Most Recent Analysis


Earlier Analyses

Policy Recommendations

Given the large number of denials and their high stakes, the concerns with the review process, and the high share of denial appeals that have been denied, HCD should go beyond what is required by the lawsuit and conduct a thorough review of all denied applications. The agency has touted its administration of the program and should seek to ensure that no tenants are wrongfully denied this assistance and that there is a fair, transparent process for applicants to challenge denials of assistance. 

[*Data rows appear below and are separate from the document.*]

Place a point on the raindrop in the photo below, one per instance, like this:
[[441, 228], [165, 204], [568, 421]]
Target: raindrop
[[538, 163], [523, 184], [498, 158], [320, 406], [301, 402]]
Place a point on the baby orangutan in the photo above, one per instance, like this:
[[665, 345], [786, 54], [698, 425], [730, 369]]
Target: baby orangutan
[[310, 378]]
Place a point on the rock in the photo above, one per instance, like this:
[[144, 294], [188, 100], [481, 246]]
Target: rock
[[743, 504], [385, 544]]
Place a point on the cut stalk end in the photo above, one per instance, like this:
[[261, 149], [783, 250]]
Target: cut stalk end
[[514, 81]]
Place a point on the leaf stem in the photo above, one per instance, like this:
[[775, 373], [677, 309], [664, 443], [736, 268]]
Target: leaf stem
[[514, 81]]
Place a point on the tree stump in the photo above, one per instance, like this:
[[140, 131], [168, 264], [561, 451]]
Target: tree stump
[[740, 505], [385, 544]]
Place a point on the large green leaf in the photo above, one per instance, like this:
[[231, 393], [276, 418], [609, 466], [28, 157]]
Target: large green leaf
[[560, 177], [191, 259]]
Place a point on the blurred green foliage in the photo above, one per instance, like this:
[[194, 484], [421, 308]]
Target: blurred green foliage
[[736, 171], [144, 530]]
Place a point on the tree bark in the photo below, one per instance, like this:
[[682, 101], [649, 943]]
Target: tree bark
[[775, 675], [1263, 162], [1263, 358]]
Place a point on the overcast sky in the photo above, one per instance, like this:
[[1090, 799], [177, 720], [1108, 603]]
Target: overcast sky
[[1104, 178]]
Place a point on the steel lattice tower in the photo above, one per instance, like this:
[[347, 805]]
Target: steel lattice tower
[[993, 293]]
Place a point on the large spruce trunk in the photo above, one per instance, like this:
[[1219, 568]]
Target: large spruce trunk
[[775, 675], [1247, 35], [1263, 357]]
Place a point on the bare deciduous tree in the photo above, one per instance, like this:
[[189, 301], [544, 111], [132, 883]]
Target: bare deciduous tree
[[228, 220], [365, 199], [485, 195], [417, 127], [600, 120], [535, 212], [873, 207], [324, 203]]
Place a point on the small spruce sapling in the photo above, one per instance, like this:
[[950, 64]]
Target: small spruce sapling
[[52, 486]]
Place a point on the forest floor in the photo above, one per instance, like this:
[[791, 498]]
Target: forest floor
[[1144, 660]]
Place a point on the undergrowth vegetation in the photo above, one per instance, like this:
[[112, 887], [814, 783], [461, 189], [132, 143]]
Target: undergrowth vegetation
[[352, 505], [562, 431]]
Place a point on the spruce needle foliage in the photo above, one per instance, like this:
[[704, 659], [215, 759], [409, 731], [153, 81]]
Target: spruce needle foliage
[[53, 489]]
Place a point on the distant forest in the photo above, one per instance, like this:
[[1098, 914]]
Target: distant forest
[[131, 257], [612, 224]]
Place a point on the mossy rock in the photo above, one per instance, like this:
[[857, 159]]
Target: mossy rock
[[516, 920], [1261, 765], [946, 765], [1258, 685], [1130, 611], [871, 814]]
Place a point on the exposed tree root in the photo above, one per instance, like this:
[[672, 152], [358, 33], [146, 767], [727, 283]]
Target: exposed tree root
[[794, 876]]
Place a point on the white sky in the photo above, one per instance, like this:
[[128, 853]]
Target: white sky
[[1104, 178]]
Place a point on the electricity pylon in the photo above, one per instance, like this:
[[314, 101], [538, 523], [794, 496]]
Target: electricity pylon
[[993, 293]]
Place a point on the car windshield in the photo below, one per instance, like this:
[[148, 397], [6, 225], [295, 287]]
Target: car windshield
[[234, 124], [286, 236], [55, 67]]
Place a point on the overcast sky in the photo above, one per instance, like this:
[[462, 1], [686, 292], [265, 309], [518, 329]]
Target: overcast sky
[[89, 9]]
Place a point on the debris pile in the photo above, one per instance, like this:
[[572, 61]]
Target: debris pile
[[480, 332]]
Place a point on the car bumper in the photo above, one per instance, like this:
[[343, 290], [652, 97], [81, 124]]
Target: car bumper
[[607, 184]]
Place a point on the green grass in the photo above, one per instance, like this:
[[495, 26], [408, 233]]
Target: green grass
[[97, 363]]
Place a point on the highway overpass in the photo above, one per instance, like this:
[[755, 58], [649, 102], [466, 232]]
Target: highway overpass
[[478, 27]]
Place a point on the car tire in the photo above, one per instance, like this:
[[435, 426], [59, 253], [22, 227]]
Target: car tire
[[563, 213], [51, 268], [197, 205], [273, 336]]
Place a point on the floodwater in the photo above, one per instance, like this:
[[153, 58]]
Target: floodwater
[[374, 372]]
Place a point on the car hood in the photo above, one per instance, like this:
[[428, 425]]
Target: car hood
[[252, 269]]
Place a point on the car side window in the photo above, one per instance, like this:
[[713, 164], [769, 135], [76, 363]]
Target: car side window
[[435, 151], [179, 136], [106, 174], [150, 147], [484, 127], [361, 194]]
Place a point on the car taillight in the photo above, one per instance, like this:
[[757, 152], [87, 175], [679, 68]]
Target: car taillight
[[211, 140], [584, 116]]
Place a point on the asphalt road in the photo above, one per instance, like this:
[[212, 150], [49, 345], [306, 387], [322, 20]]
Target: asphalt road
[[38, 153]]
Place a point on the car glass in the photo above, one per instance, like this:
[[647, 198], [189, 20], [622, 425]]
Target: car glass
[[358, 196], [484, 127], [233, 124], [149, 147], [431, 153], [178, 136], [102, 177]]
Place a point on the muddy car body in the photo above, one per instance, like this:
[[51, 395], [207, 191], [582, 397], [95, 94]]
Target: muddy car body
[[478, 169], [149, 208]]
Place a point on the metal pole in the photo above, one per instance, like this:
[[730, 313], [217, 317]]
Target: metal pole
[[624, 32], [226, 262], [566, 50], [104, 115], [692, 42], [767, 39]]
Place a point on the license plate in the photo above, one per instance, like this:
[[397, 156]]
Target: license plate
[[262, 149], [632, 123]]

In addition, we recommend that:

  • City and county policymakers should enact strong, permanent eviction protections to prevent unfair evictions and create long-term stability for renters.
  • State policymakers should: 
    • Immediately notify all tenants impacted by the lawsuit about the pause on denials and their ability to appeal (this includes tenants whose applications or denial appeals are still in review and who were sent denial notices on or after June 7);
    • Reverse HCD’s policy decision to not cover rental debt for rent debt incurred after March 31 and ensure that the Housing Is Key program covers 100 percent of tenants’ accrued rental debt;
    • Reinstate stronger statewide eviction protections for Covid-impacted renters without preempting local protections;
    • Institute a permanent program to support renters across the state who are struggling to get by with low incomes and exorbitant housing costs and enact more robust rent caps for all tenants;
    • Ensure that rental assistance is accessible to people with limited English proficiency, people with disabilities, and people with limited access to technology; and
    • Target rental assistance to communities of color to combat historical patterns of segregation and racial discrimination in housing opportunity.